Nigerian Lawyer Sent to Clean Up State Oil Giant
The new head of Nigeria's state oil company is a workaholic stickler for the rules with a strong background in law, qualities he will need if he is to overhaul an organisation notorious for corruption and mismanagement.
Emmanuel Ibe Kachikwu, the new managing director of the Nigerian National Petroleum Corp (NNPC), was previously executive vice chairman and general counsel for U.S. oil major ExxonMobil.
Former colleagues have called him smart, responsive, personable and the right person to clean up the mess at a company that has been accused of failing to account for tens of billions of dollars.
"Dr. Kachikwu is a very diligent person. He's a team player ... He is very unassuming and easy-going. He dresses well and mostly wears suits but nothing too expensive or extravagant," said a former colleague, who declined to be named.
Kachikwu's first act on taking up his new post was to sack a whole layer of senior managers at NNPC.
Fixing how the state runs the oil sector, at the core of which lies NNPC, will be the key to helping Nigeria.
Despite being Africa's biggest oil producer, years of self-serving politicians taking money with impunity have left the country facing a cash crunch and no substantial savings to fall back upon.
Hailing from Delta state in the oil-rich south, Kachikwu is in his late 50s and has a wife who also works in the oil industry for local producer Seplat. He is a high chief in the ethnically Igbo town of Onicha-Ugbo, a role that he takes seriously.
His ability to win fans started early, before his Harvard Law days, at the University of Nigeria in Enugu state.
"The students would create mock courts to sue each other and the students union. There were several chambers and his was one of the most popular," said Ugo Okoroafor, communications adviser to the central bank governor, who attended university with Kachikwu.
"We knew he was on a strong trajectory."
Kachikwu also found time to start a publishing company called True Tales Publications, which now distributes Hello! Nigeria among other gossip and fashion magazines.
Uju Ifejika, one of the few female heads of a Nigerian oil company, Brittania-U, worked as a junior counsel under Kachikwu at Texaco in the late 1980s and saw him as a mentor.
"He gave us an opportunity to grow and believe in ourselves. But you must work day in, day out. He is a workaholic. He does not rest, so you can't rest," she said.
BREAK WITH THE PAST
Nevertheless, his appointment was a surprise to most as President Muhammadu Buhari broke with tradition by picking not only a lawyer over an engineer, but an outsider to NNPC.
Kachikwu is also one of the few Christian southerners among appointments made so far by Buhari, who is a Muslim northerner.
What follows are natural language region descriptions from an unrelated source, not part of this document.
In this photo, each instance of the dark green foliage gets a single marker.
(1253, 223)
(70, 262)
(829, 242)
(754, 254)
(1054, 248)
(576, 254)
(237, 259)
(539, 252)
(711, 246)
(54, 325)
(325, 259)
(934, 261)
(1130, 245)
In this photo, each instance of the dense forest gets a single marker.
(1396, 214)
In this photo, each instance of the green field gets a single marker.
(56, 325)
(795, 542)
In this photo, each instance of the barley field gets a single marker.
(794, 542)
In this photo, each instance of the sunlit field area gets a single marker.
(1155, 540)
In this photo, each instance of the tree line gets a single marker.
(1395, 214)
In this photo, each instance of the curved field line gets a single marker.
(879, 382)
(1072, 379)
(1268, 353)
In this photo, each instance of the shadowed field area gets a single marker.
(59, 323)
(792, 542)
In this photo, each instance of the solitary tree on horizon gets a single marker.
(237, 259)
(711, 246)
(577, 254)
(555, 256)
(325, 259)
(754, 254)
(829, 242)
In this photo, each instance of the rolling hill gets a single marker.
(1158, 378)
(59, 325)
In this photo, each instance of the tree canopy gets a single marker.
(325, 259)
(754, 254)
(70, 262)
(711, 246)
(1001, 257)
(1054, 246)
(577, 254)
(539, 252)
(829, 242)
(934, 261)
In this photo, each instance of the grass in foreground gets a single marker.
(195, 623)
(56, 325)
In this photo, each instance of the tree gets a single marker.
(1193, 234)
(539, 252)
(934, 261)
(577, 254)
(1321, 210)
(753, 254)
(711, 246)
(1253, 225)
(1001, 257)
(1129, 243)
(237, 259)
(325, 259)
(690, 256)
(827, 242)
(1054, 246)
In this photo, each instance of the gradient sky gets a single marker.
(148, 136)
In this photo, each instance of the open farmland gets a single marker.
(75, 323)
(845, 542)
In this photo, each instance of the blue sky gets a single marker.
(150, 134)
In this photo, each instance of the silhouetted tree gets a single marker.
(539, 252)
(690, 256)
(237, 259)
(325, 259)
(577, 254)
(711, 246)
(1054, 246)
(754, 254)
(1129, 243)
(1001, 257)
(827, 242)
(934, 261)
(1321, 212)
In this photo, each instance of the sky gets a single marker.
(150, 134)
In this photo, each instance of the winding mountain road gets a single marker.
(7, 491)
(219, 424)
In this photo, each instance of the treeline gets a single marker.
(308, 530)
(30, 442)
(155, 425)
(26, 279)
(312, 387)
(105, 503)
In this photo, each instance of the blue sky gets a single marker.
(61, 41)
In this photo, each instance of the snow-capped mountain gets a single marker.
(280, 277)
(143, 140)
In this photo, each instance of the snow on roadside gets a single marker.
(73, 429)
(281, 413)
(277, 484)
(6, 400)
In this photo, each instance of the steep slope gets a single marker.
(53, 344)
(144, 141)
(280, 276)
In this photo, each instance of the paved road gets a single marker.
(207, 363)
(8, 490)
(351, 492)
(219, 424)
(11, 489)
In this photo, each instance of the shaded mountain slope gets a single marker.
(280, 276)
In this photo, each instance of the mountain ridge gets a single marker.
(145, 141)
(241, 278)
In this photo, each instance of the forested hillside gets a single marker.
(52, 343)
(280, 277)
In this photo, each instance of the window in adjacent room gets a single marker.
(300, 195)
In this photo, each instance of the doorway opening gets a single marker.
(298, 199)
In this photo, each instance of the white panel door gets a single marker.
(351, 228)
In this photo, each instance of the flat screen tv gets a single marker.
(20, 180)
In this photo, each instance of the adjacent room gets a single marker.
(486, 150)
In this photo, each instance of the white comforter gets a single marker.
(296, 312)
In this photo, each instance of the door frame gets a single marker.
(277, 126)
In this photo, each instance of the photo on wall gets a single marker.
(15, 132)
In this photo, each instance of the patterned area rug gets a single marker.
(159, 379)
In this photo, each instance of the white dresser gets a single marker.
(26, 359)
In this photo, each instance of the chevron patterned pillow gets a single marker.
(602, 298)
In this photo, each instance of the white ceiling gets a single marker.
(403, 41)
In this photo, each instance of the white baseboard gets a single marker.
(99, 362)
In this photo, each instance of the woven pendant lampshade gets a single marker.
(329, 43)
Nigeria's population is roughly split between Christians in the south and Muslims in the north.
A presidency source said Buhari purposely sought out an outsider and requested the records of those in top positions at foreign oil companies.
"His pedigree speaks volumes. His record shows he is a credible person, that is all I can say," presidency spokesman Femi Adesina said.
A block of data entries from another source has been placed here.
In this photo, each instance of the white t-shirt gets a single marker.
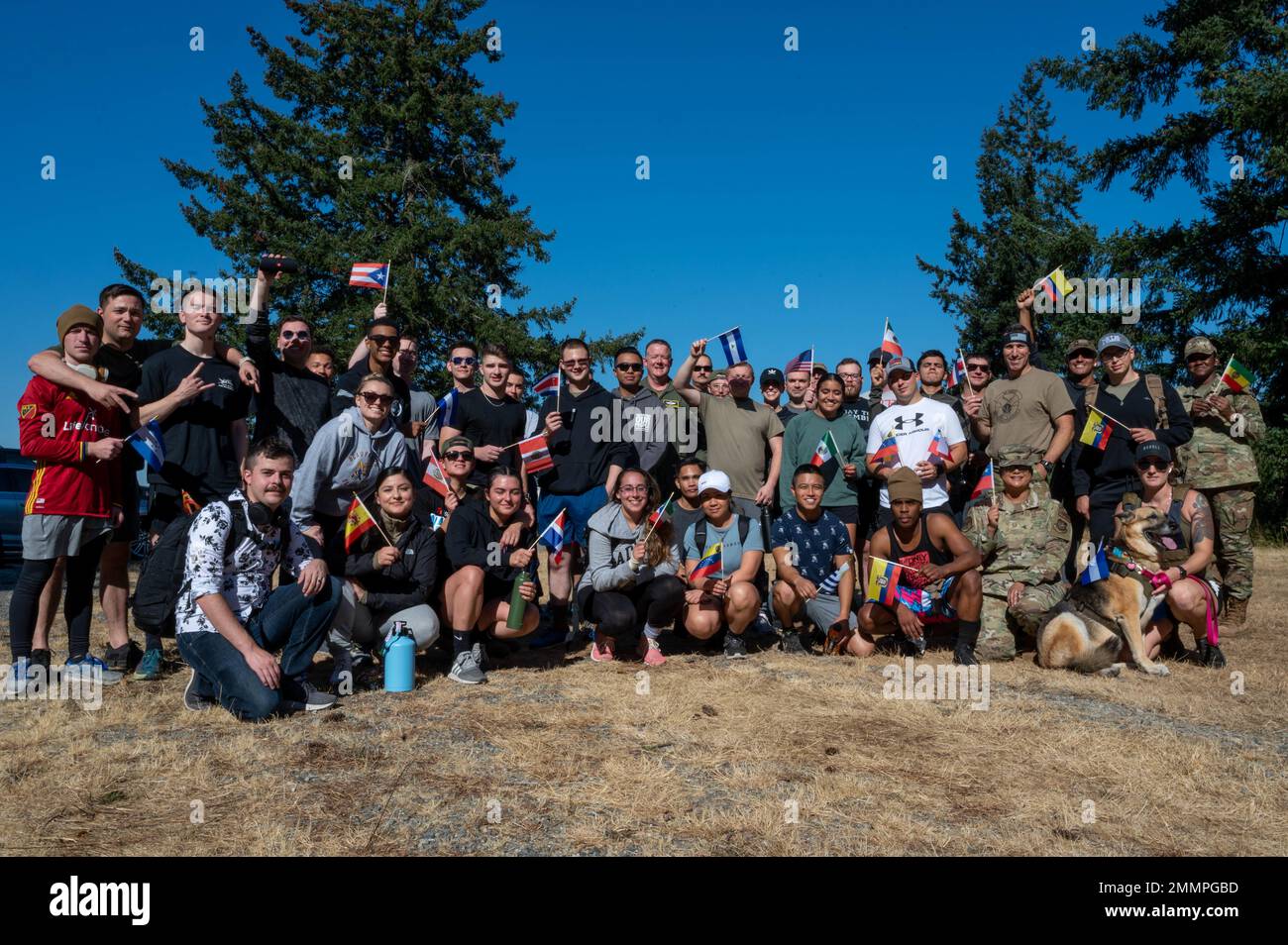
(913, 428)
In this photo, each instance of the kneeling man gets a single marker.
(1024, 541)
(938, 578)
(228, 618)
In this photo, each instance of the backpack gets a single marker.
(1153, 383)
(156, 592)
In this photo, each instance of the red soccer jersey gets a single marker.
(67, 480)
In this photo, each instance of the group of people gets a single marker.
(892, 515)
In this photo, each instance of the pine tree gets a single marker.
(381, 147)
(1227, 267)
(1029, 193)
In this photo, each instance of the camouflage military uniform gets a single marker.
(1030, 545)
(1224, 469)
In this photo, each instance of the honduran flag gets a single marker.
(553, 536)
(890, 344)
(733, 347)
(150, 445)
(802, 362)
(884, 582)
(369, 274)
(546, 385)
(1096, 432)
(357, 523)
(536, 455)
(888, 454)
(986, 481)
(1098, 567)
(709, 566)
(939, 448)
Kachikwu will have to plug massive revenue gaps from NNPC's oil sales.
NNPC does not publish annual reports and its book-keeping has been criticised for being opaque, which appears to have allowed billions of dollars to disappear.
Such a combination of lapses and political interference allowed ten years worth of crude oil from one area amounting to over $12 billion to go unaccounted for, according the Natural Resource Governance Institute.
Even with strong direction from the top to help him curb corruption in Nigeria's oil sector, Kachikwu will have to contend with entrenched inefficiencies, such as weak communication between divisions and equipment replacement approvals that take years.
"He is eminently qualified ... when you are immersed, you may not see things so clearly. An outsider can break in with fresh thinking and methods," a senior NNPC source said.
But some have questioned whether he will act as a diplomat, ironing out differences between independent oil companies and the state, or represent a surrender to foreign interests.